This means that, with a threshold of 2.52 (with confidence band 1.21 to 5.16; Figure 7) viable sporangia m3 air day-1 [corresponding to P(Y)=0.5], the probability of predicting a real infection was P(P+O+)=0.645; as a consequence, the probability of predicting an infection that really did not occur was P(P+O-)=0.355. The posterior probability of correctly predicting no infection was P(P-O-)=0.870, and the probability of missing a real infection was P(P-O+)=0.130. Because the prior probabilities were P(O+)= 0.426 and P(O-)= 0.574, the use of viable airborne sporangia increased the ability to correctly predict infection and, even more, to correctly predict no infection.
Figure 7 Probability of downy mildew infection on grape leaves that were sampled in the vineyard during periods with different numbers of viable airborne sporangia of Plasmopara viticola. The full line is drawn according to the binary logistic regression of Table 3; the dotted lines indicate the confidence band calculated by using B1 ± SE and B0 ± SE (see Table 3).
The classifier based on SPV, therefore, performed better for negative than for positive predictions of P. viticola infection. Nevertheless, 22 cases with real infection were missed by the classifier; these missed infections, however, involved only 31 DM lesions, which represented only 8.3% of the total number of lesions observed (374 lesions).
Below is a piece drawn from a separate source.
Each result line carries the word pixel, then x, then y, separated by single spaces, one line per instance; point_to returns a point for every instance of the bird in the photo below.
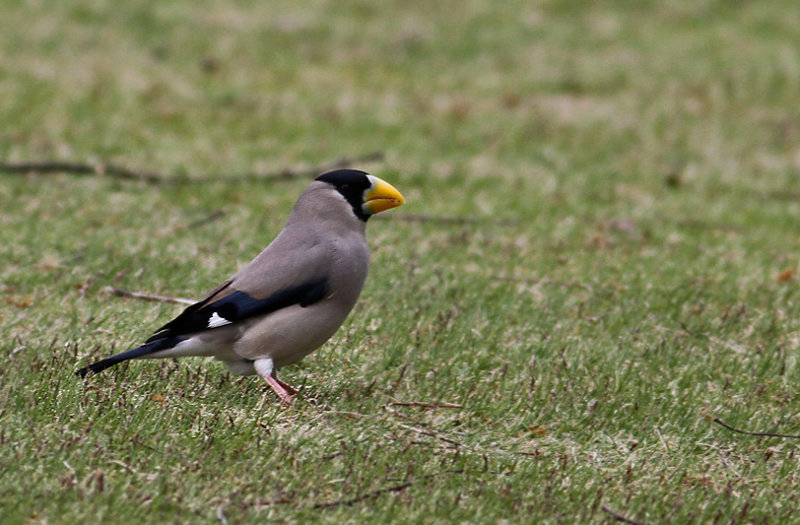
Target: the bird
pixel 292 297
In this work, the dynamics of the secondary inoculum of P. viticola were studied during three grape growing seasons (for a total of 410 days) by using a volumetric spore sampler installed between two rows in a vineyard; vines in the rows had been artificially inoculated with P. viticola and contained sporulating DM lesions. Sporangia were captured by the sampler in different numbers and on 76.7% of the days, confirming that P. viticola sporangia are a common component of the airborne microflora in DM-infested vineyards (Diaz et al., 1997; Diaz et al., 1998; Albelda et al., 2005; Magyar et al., 2009). Our results were especially consistent with those of Fernandez-Gonzales et al. (2009), who reported that P. viticola sporangia were detected on 68% of the 176 days on which a volumetric spore sampler was operated. The three growing seasons of the current study, however, differed substantially in weather conditions, and our data confirmed that the abundance of sporangia in the vineyard air strongly depends on weather conditions (Fernandez-Gonzales et al., 2009; Magyar et al., 2009).
Correlations were then determined between the numbers of airborne sporangia detected and the number of DM lesions on grape leaves that were exposed to the inoculum load in the vineyard, transported to the laboratory, and incubated under optimal conditions for the sporangia on the leaf surface to cause infection. The number of lesions on leaves was therefore a proxy for the potential of the sporangia to cause infection. The numbers of sporangia detected in each of seven periods (ranging from 1 to 7 days before leaves were sampled) were all significantly correlated with the numbers of lesions that developed on the leaves. A better correlation was found, however, when only viable sporangia were considered. Although the differences in the correlation coefficients for total and viable sporangia were small (Table 2), there are obvious biological advantages that support preference for considering viable instead of total (viable + non-viable) sporangia when the objective is to relate sporangial density to infection occurrence and/or severity (Lalancette et al., 1988; Kast and Stark-Urnau, 1999; Williams et al., 2007; Hong and Scherm, 2020).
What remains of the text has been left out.